I interviewed a monk recently for a story that will be published in the July/August edition of Post Magazine. The story is about how this particular collection of monks has developed a pretty popular brand of bread, Monks’ Bread, and orchestrates a lucrative, high-tech bakery within the walls of its otherwise solemn monastery.
Curiosity wouldn’t allow me to leave without asking my own questions about religion, faith and practice that would find no home in my 700-word article. I don’t often seek out religious figures. I don’t go to church after 13 years of Catholic schooling. My wife and I didn’t get married in a church or by a priest. It’s something we’re still figuring out, so I had take this chance. We spoke for about 40 minutes, which is an immense amount of time out of a monk’s schedule. And among the things he said that stuck with me was this:
“There’s a line in a poem [‘The Dry Salvages’ by T.S. Eliot] that says, ‘We had the experience, but missed the meaning.’ This is very true, especially in our very frenetic, 21st-century world that all of us have had experiences of grace, but frequently we miss the moment and it doesn’t have a chance to sink in because we’re already on to the next thing. So, we keep looking for new experiences but the experiences we’ve had haven’t had a chance to sink in and be appreciated. If they had, a lot of our questions may have been answered. In monastic life with a slower pace, these kinds of simple, repetitive manual tasks are opportunities to absorb one’s experiences, to digest your experience. All of us, most of us, right now are going around with these half-digested experiences. We need down time to catch up and let things sink in.”

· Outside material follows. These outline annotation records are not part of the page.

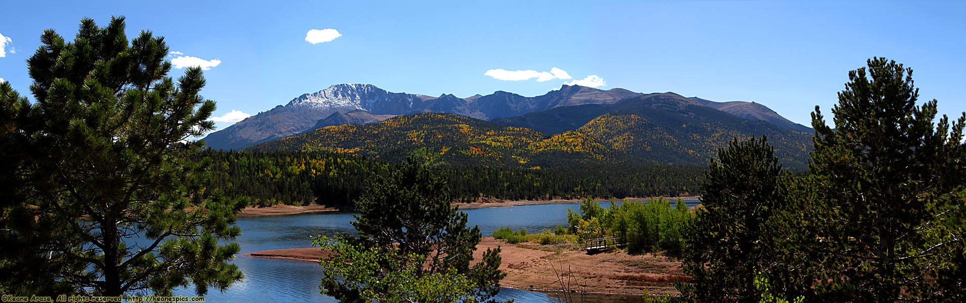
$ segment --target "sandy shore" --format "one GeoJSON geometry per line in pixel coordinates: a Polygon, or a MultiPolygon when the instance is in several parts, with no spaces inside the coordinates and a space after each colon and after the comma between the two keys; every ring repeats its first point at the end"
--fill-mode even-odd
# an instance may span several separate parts
{"type": "MultiPolygon", "coordinates": [[[[627,198],[631,200],[647,200],[647,199],[658,199],[660,197],[650,197],[650,198],[627,198]]],[[[668,200],[677,200],[677,199],[697,199],[696,196],[688,197],[666,197],[668,200]]],[[[539,206],[539,205],[566,205],[566,204],[579,204],[582,199],[555,199],[555,200],[499,200],[499,199],[485,199],[474,203],[454,203],[454,207],[460,207],[461,209],[469,208],[483,208],[483,207],[518,207],[518,206],[539,206]]],[[[597,202],[607,202],[610,199],[596,199],[597,202]]]]}
{"type": "MultiPolygon", "coordinates": [[[[488,248],[501,248],[499,268],[506,272],[500,285],[521,289],[640,294],[677,293],[673,283],[686,279],[681,263],[664,256],[628,255],[614,251],[587,255],[582,250],[561,249],[534,243],[508,244],[493,237],[484,237],[476,246],[479,260],[488,248]],[[551,250],[555,250],[551,251],[551,250]],[[563,284],[569,287],[562,286],[563,284]]],[[[318,262],[326,252],[319,248],[270,250],[245,257],[276,258],[318,262]]]]}
{"type": "Polygon", "coordinates": [[[286,205],[275,205],[273,207],[244,207],[244,209],[242,209],[242,212],[239,212],[236,216],[238,217],[277,216],[277,215],[339,211],[339,210],[340,210],[339,208],[328,207],[326,206],[294,207],[286,205]]]}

Father Isaac is as thoughtful a man as you’d expect from a monk, but he didn’t say this–or anything for that matter–in any ‘holy-er than thou’ tone. I may not know what I believe in, but I believe what he said. We have experiences every day that happen so fast we fail to feel them. A conversation, a glance, a song, a breeze–so regular are these that we refuse to notice why each is unique. That it can teach us something. That it did teach us something.
Weeks later, I was at work shooting the shit with my friend, Christine. She and I banter quite a bit from one side of the bar to the other (I tend bar every so often). I couldn’t tell you how we got there, but I brought up the concept of flipping the script on a prayer.
“Imagine how happy God would be if you just started a prayer with: ‘Hey, God, how was your day?'”
She paused and I can tell she likely never considered it (how many people have, right?). I continued the banter as I usually do with what felt like humor but now feels like perspective.
“So there I was controlling the weather …,” I say, impersonating God with my hands hovering over an imaginary Earth. We both start laughing because, ya know, how ridiculous is that? A real ‘What if God was one of us?’ type of thought. It was funny. The moment passed and we went about our work, changing the subjects to drink orders, how slow it is, and how much we can’t wait for summer.
That was weeks ago. And I think I finally felt it: the prevailing wonder of what God would sound like if He prayed.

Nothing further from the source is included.